Le «mauvais» choix peut également provenir de l’établissement initialement intégré. La filière est jugée la bonne, mais l’établissement, son programme, sa pédagogie, ses valeurs,… moins. Dans ce cas, l’étudiant peut réintégrer le même type de filière dans un autre établissement correspondant mieux à ses attentes. Une réorientation est donc toujours possible et ce «mauvais» choix initial ne doit pas être considéré comme un échec, mais comme une expérience de vie, forcément profitable à l’étudiant.

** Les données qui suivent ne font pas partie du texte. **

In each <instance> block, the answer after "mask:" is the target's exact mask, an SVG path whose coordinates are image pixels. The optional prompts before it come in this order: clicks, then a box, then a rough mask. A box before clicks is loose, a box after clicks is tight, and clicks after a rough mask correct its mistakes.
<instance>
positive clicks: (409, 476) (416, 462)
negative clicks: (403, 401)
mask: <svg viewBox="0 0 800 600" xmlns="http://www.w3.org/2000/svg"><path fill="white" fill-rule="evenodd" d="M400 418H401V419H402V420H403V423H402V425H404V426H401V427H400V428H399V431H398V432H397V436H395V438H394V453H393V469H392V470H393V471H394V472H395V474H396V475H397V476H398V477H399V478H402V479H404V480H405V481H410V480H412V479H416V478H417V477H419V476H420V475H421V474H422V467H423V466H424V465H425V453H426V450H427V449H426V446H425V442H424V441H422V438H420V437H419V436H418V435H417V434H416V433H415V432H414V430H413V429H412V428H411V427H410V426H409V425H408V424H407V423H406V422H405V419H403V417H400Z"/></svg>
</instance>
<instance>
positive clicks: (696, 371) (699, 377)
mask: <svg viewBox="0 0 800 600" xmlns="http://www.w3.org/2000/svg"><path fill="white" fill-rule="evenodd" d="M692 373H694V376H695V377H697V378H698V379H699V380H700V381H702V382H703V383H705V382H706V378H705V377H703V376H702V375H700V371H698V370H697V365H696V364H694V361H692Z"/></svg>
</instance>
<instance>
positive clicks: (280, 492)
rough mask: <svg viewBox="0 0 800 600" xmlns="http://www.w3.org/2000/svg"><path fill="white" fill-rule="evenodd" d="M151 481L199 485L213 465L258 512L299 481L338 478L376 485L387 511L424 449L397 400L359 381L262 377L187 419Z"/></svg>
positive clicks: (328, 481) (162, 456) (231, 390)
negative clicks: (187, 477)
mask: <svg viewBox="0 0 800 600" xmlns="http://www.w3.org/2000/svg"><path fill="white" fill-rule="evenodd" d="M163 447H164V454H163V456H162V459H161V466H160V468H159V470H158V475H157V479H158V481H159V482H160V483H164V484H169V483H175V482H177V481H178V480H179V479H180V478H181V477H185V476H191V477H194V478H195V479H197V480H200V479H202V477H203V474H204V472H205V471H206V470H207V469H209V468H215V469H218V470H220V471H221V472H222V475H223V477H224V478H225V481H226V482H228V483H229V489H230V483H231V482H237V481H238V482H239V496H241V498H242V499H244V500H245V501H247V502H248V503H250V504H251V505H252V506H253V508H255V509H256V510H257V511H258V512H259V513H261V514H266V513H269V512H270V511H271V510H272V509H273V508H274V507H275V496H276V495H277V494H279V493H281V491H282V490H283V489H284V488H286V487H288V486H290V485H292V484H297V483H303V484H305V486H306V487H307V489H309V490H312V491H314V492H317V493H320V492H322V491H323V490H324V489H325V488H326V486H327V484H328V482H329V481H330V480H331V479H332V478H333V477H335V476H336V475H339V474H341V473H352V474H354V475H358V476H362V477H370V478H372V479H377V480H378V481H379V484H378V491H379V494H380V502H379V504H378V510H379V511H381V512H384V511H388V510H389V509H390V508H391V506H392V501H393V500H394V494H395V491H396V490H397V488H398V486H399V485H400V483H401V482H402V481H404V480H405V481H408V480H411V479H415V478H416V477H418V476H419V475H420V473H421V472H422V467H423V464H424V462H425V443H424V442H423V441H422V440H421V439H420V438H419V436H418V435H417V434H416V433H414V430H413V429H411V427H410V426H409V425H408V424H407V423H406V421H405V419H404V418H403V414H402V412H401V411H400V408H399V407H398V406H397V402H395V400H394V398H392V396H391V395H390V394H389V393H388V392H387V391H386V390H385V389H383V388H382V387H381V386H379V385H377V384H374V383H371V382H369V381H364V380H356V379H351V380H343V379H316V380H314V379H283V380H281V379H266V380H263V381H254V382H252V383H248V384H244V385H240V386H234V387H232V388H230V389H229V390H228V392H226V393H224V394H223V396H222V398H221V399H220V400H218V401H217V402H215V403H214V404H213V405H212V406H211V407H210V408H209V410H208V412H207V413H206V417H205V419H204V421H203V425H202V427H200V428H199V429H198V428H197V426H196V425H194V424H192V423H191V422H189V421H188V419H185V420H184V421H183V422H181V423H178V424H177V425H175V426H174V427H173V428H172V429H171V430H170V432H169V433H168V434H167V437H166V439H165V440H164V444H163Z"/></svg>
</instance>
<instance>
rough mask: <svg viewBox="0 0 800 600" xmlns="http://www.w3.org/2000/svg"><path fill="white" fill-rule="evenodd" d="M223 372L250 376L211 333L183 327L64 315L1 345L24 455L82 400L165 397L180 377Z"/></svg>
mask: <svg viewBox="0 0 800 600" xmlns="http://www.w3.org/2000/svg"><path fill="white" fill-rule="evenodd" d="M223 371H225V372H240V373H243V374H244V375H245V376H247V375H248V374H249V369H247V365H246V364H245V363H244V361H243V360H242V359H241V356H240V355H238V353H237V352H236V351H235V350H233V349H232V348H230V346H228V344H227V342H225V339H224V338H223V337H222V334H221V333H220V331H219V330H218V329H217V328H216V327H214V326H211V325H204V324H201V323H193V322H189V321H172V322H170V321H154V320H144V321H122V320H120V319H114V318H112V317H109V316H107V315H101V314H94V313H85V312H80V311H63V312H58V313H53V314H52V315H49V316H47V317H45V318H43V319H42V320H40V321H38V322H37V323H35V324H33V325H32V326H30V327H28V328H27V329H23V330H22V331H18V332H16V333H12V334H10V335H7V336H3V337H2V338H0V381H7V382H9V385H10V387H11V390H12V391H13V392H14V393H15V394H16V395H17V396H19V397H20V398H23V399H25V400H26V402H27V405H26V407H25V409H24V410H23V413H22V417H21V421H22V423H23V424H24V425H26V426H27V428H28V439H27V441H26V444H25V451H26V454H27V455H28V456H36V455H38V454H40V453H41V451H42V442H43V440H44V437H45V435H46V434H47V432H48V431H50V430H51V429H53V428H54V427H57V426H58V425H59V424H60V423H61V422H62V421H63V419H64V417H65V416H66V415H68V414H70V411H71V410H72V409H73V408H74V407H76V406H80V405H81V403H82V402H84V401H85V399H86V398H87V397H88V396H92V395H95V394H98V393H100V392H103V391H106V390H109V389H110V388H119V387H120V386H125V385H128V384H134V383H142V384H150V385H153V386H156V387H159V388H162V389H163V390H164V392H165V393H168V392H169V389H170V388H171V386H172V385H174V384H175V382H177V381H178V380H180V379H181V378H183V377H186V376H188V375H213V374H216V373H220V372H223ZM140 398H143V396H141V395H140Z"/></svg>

                                                     

Pas de possibilité de passerelles

Après quelques mois, il est impossible dans notre système éducatif de faire valoir les modules et de passer d’un établissement à un autre même après le premier semestre. Le système LMD basé sur une formation modulaire que le Maroc a adopté, comme la majorité du reste du monde, n’a pas encore franchi ce cap. Par conséquent, certains étudiants abandonnent les études au milieu de l’année universitaire en attendant de changer d’établissement et de recommencer depuis le début l’année d’après. Ceci est d’autant préjudiciable à nos jeunes que non seulement ils n’étudient plus pendant un an, mais certains jettent l’éponge.
Le Maroc a adopté le processus de Bologne qui a permis une harmonisation des diplômes -licence, master, doctorat- entre les Etats. Il a aussi mis en place la formation modulaire dans tous les établissements publics et privés. Seulement, il n’y a pas de validation par module d’un établissement à un autre qu’il soit public/public ou public/privé ou même privé/privé. Seule la validation par année est valable pour changer d’établissement.
Le ministère de l’Enseignement supérieur n’a ni les moyens, ni les ressources nécessaires pour faire face au suivi par module pour faciliter la mobilité des étudiants entre établissements. Les passerelles entre privé et public ne sont pas encore possibles même pas par année: ils sont prévus pour les établissements privés reconnus par l’Etat.